Tuesday, June 30, 2015

Trying to grasp the essence of Kosovo

(By Max Jilderda)

What is Kosovo? A question I have heard many times the last week when trying to explain what I did during my intensive period in June. The inability to explain what I did for ten days to my family and friends was very frustrating. Not because they were unable to comprehend what I did, but because I was not able to tell what I had seen and experienced. The complexity of Kosovo was even too big for me to comprehend, let alone to explain to others.
This annoyed me.

This led to me going back to our trip in my mind, thinking of all the great, emotional, frustrating, boring, tiring and inspiring memories that together formed my impression of Kosovo. I realized that I would never be able to give an objective overview of Kosovo, nor did I want to. I just want to be able to explain what the trip to Kosovo meant to me and how it affected me. I thought that my project would help me with this by mapping the different truths present in all the organizations that we visited, but it only helped to some extent. I know have a clear way to explain the differences present in the visited organizations, something which is really important and also causes a lot of frustration, but Kosovo was more than that.
Already in class we asked ourselves ‘Why do we care and what changed this’, and the reoccurring answer was the relationship we’ve build individually, but also as a group, with the people we met in Kosovo.

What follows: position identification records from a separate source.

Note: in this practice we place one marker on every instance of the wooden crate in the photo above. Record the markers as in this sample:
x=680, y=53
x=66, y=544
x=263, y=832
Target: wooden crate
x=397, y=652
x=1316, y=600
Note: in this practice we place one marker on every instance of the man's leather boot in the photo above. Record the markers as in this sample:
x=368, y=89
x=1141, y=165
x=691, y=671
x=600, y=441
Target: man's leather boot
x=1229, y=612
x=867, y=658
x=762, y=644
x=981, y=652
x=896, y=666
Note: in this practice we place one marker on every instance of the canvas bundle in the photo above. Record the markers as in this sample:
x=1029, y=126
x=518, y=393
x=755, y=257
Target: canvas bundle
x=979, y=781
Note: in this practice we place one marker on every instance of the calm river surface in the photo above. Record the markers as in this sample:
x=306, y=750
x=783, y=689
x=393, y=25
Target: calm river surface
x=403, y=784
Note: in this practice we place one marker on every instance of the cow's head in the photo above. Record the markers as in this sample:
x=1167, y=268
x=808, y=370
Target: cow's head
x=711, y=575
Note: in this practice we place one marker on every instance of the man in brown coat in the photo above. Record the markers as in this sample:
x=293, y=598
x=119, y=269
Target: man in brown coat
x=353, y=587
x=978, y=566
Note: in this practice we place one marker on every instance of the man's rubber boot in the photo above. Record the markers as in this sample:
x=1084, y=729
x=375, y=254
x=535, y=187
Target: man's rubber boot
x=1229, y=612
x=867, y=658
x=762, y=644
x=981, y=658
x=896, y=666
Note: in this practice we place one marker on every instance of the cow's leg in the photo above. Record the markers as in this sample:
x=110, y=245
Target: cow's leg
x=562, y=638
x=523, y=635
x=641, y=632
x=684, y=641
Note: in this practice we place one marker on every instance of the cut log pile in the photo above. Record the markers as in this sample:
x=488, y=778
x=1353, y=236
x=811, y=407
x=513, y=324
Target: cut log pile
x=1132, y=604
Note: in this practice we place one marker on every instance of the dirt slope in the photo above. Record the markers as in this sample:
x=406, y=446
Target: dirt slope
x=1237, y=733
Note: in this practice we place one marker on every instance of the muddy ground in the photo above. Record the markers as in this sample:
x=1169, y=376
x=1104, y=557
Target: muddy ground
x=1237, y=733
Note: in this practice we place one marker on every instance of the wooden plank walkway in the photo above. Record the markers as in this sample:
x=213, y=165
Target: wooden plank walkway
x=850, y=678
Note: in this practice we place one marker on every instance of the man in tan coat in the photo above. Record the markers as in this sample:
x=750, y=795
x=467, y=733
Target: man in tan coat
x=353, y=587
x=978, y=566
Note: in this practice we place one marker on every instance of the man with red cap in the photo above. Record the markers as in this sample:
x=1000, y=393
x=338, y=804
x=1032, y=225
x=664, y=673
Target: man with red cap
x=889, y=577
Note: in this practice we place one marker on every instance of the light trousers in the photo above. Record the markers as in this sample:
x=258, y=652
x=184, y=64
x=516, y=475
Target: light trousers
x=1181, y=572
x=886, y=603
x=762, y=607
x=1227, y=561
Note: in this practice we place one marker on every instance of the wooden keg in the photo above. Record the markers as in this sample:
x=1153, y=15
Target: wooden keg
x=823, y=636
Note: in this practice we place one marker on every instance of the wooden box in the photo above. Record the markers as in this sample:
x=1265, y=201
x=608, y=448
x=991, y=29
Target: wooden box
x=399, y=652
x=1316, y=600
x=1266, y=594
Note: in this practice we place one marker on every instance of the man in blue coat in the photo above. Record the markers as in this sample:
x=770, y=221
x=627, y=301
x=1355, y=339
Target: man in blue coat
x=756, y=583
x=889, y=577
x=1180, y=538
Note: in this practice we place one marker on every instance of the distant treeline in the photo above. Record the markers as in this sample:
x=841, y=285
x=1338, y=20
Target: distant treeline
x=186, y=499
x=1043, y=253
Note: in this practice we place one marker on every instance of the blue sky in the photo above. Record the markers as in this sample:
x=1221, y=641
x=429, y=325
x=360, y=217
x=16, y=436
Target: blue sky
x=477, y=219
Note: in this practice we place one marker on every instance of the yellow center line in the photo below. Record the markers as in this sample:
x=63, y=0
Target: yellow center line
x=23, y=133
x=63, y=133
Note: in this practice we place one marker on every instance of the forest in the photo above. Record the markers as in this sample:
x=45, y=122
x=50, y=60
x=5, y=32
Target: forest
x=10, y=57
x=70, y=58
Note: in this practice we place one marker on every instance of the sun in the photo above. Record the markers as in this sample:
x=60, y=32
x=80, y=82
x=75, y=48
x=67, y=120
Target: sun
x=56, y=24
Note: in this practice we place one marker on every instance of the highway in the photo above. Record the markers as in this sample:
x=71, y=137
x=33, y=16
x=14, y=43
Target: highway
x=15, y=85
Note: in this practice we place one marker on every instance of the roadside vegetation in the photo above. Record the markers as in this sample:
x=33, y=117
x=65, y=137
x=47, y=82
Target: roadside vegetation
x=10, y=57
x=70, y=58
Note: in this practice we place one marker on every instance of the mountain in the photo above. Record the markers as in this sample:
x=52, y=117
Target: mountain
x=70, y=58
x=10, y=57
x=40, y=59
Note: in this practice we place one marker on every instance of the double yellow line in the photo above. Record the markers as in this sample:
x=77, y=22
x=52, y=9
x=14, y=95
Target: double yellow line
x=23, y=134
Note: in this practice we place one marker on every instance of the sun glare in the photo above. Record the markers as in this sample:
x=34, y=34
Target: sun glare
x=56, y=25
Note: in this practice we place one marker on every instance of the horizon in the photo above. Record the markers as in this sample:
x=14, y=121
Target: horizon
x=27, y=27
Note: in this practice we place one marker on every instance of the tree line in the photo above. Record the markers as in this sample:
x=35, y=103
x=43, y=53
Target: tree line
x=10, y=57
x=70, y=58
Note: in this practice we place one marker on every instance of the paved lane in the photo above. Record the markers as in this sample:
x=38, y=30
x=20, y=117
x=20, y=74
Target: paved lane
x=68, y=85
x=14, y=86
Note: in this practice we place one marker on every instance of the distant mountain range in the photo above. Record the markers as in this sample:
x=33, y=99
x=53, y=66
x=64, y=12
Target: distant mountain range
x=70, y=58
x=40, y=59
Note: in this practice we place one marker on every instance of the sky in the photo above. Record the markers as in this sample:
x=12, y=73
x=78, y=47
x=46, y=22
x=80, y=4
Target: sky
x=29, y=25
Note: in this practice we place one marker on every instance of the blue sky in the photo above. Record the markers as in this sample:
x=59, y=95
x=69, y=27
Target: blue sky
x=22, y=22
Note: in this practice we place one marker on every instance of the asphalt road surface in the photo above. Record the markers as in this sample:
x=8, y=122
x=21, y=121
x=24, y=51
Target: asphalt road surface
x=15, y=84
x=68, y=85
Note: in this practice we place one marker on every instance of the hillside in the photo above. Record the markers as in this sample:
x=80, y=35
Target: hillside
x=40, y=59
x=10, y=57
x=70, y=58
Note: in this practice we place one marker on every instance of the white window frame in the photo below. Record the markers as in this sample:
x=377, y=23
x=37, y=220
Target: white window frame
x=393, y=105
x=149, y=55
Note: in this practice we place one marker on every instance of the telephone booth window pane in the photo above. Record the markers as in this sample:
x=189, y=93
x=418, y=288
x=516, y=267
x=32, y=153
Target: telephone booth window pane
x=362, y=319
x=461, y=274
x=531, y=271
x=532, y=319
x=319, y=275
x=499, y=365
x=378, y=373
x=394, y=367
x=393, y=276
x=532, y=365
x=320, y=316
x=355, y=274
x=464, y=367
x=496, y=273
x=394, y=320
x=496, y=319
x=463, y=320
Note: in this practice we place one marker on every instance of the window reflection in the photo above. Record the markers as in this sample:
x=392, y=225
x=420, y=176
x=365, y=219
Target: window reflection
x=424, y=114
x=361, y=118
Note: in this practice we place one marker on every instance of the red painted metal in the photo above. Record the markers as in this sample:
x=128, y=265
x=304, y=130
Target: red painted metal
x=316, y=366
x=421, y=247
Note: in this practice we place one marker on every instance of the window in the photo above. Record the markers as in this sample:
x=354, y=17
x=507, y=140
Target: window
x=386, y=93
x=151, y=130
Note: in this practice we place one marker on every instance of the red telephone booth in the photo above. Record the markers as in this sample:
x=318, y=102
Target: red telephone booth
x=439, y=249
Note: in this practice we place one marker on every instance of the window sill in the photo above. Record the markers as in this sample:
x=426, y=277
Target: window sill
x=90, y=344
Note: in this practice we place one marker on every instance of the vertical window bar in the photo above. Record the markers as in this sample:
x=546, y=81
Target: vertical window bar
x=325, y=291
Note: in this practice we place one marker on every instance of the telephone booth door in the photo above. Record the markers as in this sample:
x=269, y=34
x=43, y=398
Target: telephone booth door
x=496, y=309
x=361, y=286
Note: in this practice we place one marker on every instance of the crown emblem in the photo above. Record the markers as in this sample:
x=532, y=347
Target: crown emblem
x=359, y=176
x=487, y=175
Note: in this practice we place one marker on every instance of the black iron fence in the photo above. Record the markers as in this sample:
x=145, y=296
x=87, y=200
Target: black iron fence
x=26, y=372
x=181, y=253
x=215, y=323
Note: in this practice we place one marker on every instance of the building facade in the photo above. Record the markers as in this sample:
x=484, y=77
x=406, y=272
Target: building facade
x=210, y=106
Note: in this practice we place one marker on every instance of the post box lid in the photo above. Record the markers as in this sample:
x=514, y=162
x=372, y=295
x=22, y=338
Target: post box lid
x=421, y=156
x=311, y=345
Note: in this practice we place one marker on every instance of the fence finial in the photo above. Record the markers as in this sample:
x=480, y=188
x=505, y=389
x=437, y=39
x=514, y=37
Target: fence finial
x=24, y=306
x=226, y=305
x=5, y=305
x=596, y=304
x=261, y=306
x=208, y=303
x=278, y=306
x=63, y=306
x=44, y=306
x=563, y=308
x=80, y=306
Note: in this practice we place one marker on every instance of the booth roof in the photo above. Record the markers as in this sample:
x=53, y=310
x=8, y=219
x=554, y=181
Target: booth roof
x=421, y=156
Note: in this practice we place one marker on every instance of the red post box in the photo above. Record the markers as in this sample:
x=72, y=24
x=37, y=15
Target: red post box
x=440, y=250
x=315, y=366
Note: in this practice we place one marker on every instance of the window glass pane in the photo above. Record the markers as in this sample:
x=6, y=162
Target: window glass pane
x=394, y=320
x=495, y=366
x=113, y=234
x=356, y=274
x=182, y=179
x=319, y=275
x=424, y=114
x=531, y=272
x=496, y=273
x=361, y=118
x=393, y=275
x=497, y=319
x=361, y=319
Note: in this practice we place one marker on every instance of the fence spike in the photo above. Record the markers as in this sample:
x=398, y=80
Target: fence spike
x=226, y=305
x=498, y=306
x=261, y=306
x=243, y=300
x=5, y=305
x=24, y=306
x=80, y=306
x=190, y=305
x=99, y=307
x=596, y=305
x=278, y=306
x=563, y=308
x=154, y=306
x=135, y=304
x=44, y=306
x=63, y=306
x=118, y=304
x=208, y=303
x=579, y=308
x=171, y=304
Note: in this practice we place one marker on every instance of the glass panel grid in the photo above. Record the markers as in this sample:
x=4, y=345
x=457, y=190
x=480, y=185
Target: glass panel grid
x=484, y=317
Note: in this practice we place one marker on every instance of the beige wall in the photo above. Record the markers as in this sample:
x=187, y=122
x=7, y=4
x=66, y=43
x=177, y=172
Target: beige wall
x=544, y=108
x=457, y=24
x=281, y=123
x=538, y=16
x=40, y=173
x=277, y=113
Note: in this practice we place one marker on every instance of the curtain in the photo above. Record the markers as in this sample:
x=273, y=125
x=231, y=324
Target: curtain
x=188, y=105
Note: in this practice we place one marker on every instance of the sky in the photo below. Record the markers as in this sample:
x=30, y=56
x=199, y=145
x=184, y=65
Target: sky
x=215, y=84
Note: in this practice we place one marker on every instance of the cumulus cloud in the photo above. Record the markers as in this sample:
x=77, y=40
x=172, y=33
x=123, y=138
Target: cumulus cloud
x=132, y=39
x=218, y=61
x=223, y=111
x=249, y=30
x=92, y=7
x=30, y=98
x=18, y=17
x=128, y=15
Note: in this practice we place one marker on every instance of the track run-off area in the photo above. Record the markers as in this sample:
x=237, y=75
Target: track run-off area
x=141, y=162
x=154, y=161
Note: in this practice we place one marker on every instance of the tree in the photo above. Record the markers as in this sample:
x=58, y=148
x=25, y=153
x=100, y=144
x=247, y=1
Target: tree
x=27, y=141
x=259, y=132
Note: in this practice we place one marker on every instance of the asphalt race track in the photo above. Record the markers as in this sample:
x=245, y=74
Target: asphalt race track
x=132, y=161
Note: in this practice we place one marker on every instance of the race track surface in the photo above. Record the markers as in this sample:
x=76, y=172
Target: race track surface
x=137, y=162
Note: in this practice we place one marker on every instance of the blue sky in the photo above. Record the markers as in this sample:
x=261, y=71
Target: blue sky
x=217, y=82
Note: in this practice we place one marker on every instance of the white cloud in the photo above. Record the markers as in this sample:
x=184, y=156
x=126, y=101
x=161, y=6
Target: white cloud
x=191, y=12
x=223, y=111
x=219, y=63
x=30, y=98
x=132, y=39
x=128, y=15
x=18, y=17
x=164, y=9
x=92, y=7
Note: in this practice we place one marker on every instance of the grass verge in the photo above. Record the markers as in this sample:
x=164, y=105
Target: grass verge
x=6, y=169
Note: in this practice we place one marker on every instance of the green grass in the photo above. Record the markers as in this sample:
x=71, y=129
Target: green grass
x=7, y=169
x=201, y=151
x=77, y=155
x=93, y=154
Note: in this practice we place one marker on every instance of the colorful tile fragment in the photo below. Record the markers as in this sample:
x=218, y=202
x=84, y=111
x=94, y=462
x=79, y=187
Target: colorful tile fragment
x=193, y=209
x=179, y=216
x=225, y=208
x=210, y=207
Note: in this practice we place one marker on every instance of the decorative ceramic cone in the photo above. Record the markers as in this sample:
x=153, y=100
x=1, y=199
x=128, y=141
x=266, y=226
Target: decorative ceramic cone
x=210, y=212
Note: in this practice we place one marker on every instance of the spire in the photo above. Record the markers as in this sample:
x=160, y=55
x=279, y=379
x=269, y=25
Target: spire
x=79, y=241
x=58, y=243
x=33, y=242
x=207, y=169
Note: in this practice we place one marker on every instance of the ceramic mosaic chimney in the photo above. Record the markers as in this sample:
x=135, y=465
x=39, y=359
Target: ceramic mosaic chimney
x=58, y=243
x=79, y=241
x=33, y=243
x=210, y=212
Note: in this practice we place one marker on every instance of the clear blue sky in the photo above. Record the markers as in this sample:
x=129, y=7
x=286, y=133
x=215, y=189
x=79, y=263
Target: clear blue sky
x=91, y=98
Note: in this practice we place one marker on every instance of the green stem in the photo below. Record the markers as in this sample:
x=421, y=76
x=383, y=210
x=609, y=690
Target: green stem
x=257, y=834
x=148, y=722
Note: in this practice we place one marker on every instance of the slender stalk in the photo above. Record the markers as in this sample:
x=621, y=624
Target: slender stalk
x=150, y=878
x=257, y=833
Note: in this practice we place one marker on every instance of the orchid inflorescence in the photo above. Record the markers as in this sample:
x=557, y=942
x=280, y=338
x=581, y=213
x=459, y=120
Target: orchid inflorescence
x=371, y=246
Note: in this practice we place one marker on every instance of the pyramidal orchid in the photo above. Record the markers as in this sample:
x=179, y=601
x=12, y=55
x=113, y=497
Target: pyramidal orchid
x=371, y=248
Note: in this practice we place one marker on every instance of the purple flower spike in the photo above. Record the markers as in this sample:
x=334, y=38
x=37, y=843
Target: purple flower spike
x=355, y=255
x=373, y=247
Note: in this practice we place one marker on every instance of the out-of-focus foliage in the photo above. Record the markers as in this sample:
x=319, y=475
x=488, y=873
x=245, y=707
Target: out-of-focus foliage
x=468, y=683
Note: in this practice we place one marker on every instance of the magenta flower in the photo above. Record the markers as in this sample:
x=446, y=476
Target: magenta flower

Being personally interested in the wellbeing of those people that have been present throughout our trip in Kosovo, and wanting positive change for the country because it would benefit them. Bardha, Enver and their families have made us feel at home in a country we had never visited before, but also the students in Kosovo that wanted to show us the good aspects of Kosovo, by taking us to fancy bars and cool clubs. Even people we did not knew through our visits came up to us and were very kind and open, with their sole motivation being to leave a positive impression behind so that we would take this back and spread the word about how nice Kosovo and its people actually are.
We have become the ambassador of Kosovo, because of these relationships. Because we care what happens to these people. Although we have also seen and experienced the problems present in Kosovo’s society, such as poverty, unemployment and corruption, we have also met a lot of people striving to change this and this offers hope. I am not sure whether I will be able to tell to people what Kosovo meant and means to me, but I don’t think it is something I will be able to put into words for a long time, but this is okay, because it has changed me as a person and my personal view and I am really grateful for this.